Smith followed his gaze. “Yes, of course.”

“Who died, by the way? In Sakha?”

“Ah,” she said. “That’s interesting. He was with the Community delegation visiting this biodome or whatever it is, but he wasn’t from the Community. Turns out he was actually a citizen of Dresden-Neustadt.”

Rudi had a good poker face. “Oh?”

“Chap named Mundt. Ring any bells?”

“No.”

“Former citizen of the Neustadt, I should say,” Smith corrected herself. “It’s a very confused situation. Jurisdiction is a nightmare.”

Rudi said, “I have nothing to do with this and I can’t help you, Chief Superintendent. I don’t know this man Spencer, I have no idea who he is or what he wants, and I have no idea why he was carrying that photo. It’s as much a mystery to me as it is to you. More so, I suspect.”

Smith was studying his face. He had not had any dealings with EUPol before, but it suddenly occurred to him that she had quite an unusual way of doing things. He said, “May I see your ID again, please?”

“Of course.” She took the card out and held it in front of his face. They both knew how easy it was to forge pretty much any kind of document these days – certainly in terms of a visual examination – but he thought it was important to make the point.

“Thank you,” he said, after what he thought was a reasonable interval. “I can’t help you, Chief Superintendent,” he said again. “I wish I could, if only to get you to leave me alone. Now, are you going to arrest me? Because if you’re not, I should attend my father’s funeral.”

“I’m not going to arrest you,” she said. “Today.”

He sighed.

“Go,” said Smith. “You’ve got my details if you think of anything to tell me. I’m staying at P?daste Manor tonight, if you feel like having dinner.”

“Your expense claims must be a thing to behold.”
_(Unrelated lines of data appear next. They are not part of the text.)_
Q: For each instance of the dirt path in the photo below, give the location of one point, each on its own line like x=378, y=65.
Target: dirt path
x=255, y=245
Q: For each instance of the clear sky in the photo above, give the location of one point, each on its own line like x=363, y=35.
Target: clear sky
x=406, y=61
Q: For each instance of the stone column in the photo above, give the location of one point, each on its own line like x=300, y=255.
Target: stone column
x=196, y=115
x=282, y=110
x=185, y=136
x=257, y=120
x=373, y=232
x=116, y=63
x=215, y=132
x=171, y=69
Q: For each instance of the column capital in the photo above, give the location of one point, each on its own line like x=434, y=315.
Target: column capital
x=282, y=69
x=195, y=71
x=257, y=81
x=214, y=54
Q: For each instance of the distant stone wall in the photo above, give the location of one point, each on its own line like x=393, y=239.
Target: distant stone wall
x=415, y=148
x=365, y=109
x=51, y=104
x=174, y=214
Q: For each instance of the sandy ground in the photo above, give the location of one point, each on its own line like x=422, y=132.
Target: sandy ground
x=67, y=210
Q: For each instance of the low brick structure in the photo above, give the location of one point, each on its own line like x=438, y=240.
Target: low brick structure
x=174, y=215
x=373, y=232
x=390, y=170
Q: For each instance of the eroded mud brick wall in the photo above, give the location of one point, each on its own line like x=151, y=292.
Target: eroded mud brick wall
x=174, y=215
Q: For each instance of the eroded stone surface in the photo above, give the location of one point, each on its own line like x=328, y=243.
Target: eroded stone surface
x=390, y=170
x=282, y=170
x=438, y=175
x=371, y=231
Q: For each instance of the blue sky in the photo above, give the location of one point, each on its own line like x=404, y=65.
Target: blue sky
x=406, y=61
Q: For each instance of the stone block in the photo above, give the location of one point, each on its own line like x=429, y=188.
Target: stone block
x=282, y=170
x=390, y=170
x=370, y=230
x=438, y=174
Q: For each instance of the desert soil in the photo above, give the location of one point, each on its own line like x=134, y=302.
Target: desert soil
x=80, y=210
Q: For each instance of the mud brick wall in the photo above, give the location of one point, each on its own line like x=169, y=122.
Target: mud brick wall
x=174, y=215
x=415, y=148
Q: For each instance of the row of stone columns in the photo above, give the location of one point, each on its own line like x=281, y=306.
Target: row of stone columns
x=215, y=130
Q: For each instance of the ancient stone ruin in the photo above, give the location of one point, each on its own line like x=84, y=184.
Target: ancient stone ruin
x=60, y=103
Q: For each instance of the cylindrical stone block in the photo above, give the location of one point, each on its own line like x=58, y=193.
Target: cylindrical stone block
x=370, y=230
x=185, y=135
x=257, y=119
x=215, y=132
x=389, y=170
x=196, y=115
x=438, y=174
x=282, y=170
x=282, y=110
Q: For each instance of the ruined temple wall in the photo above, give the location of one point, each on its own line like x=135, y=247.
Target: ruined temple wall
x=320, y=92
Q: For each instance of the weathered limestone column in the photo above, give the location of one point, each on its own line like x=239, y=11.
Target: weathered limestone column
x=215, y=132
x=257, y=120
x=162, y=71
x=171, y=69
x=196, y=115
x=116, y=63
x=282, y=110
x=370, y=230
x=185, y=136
“That’s the great thing about the EU,” she said with a smile. “Lots of money, but hardly any members to spend it on these days.” And with that she turned to go. “See you later.”

Rudi watched her walk away, mentally cursing in several European languages. He’d been looking forward to trying out P?daste’s tasting menu. He looked towards the church, where several aged men were carrying what seemed to be a long laundry basket on their shoulders. His father had arrived.





NO ONE KNEW where Leo had put Mundt, which was unfortunate. A lot of people, so far as Rudi knew, had spent a lot of time and resources trying to find the Professor in the intervening years. He was among them. And now... what? He turned up as part of a Community delegation in Sakha – and what the hell had they been doing all the way out there? – and someone had assassinated him. There was just too much Story there to process all at once.

Rudi thought about all this while he stood at the back of the church and watched his father’s funeral. Toomas had left only two instructions about what to do after his death, apparently. The first was that he was to have a Humanist funeral, and the second was that he wanted to be buried in Lahemaa.